Evidence of meeting #21 for National Defence in the 40th Parliament, 3rd Session. (The original version is on Parliament’s site, as are the minutes.) The winning word was international.

A recording is available from Parliament.

On the agenda

MPs speaking

Also speaking

Fen Osler Hampson  Chancellor's Professor and Director, Norman Paterson School of International Affairs, Carleton University, As an Individual
Ernie Regehr  Co-Founder, Project Ploughshares; Adjunct Associate Professor, Peace and Conflict Studies at Conrad Grebel University College, University of Waterloo; Fellow, Centre for International Governance Innovation, As an Individual
Paul Samson  Director General, Strategic Policy Directorate, Strategic Policy and Performance Branch, Canadian International Development Agency

12:10 p.m.

Conservative

The Chair Conservative Maxime Bernier

Thank you very much.

I will give the floor to Mr. Braid for five minutes.

12:10 p.m.

Conservative

Peter Braid Conservative Kitchener—Waterloo, ON

Thank you very much, Mr. Chair, and thank you to all our witnesses for being here.
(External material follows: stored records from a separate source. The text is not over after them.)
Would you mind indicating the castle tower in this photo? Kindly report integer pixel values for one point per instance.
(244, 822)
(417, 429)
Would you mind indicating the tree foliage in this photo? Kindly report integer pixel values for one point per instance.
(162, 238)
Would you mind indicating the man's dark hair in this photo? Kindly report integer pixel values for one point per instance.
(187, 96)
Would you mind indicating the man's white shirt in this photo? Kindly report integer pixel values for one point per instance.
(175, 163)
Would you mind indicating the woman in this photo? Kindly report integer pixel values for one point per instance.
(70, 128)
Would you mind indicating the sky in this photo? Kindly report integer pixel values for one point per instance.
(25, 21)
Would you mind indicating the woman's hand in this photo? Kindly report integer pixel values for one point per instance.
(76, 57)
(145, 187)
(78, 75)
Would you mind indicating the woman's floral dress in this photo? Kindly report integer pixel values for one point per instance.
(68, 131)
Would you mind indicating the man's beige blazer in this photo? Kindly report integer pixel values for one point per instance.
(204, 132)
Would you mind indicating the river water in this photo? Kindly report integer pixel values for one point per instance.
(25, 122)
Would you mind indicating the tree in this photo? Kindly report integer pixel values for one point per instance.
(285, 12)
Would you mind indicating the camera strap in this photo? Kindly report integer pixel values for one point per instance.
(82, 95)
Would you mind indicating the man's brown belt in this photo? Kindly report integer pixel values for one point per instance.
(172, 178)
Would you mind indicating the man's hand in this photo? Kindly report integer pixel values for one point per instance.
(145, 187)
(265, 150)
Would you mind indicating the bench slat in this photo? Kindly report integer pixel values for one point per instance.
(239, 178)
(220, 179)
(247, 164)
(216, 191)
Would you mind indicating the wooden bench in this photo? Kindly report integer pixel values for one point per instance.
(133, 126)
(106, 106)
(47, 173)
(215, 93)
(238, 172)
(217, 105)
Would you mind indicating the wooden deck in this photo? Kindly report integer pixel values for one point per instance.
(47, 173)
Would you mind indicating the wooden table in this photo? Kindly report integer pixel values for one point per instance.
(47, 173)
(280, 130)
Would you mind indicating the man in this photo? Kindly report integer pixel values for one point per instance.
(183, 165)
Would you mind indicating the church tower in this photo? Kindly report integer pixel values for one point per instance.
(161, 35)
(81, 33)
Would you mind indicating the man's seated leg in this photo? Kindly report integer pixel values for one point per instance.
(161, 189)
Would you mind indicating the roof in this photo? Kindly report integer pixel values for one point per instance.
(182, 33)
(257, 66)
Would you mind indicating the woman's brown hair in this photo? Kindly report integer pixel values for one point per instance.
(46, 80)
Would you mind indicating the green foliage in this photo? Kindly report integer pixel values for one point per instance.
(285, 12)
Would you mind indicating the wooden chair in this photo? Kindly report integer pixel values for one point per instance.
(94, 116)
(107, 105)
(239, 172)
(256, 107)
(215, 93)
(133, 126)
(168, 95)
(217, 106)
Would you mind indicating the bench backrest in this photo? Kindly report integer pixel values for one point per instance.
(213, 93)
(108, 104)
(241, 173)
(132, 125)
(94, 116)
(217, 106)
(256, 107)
Today we've had such a wealth of information and testimony has been of such high calibre, it's hard to know where to start. So thank you.

Dr. Regehr, thank you very much for coming from Waterloo, the centre of innovation in our country.

12:10 p.m.

Co-Founder, Project Ploughshares; Adjunct Associate Professor, Peace and Conflict Studies at Conrad Grebel University College, University of Waterloo; Fellow, Centre for International Governance Innovation, As an Individual

Ernie Regehr

Mr. Chair, where's he from?

12:10 p.m.

Voices

Oh, oh!

12:10 p.m.

Conservative

Peter Braid Conservative Kitchener—Waterloo, ON

Thank you as well for your more than 30 years of very thoughtful contributions to issues relating to global peace and security.
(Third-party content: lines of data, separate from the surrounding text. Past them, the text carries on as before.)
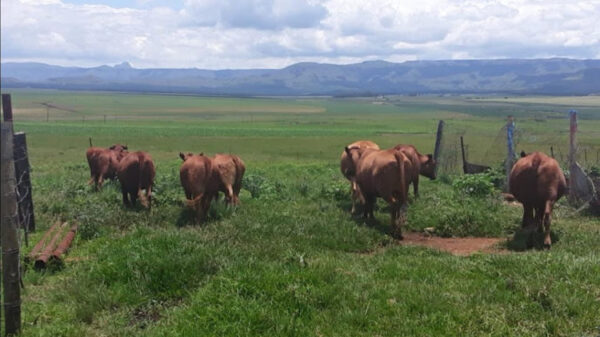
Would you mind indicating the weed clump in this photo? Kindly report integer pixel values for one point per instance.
(470, 206)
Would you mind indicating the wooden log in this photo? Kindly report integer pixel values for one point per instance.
(38, 247)
(64, 245)
(44, 257)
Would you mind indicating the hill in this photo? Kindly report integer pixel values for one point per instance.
(515, 76)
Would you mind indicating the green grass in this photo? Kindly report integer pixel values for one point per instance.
(291, 260)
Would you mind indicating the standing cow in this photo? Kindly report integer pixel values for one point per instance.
(421, 164)
(537, 182)
(229, 170)
(348, 167)
(383, 174)
(104, 163)
(198, 182)
(136, 172)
Dr. Regehr, you mentioned in your presentation that we should find a way to create capacity for political negotiation or political solution to be built into peace operations. Could you elaborate a little bit on that and explain how we might create or build that capacity?

12:10 p.m.

Co-Founder, Project Ploughshares; Adjunct Associate Professor, Peace and Conflict Studies at Conrad Grebel University College, University of Waterloo; Fellow, Centre for International Governance Innovation, As an Individual

Ernie Regehr

I think part of it is political leadership. It takes a certain amount of audacity to insert yourself into conflicts where the immediate interests of Canada are not so apparent. There's a generalized interest that we have.

The Norwegians have done that. They've become involved. You might ask, why should the Norwegians get involved in some of the places they have?

So I think we really need to understand that it requires strong leadership at the top to get involved in diplomacy that has the potential of becoming a high-profile activity.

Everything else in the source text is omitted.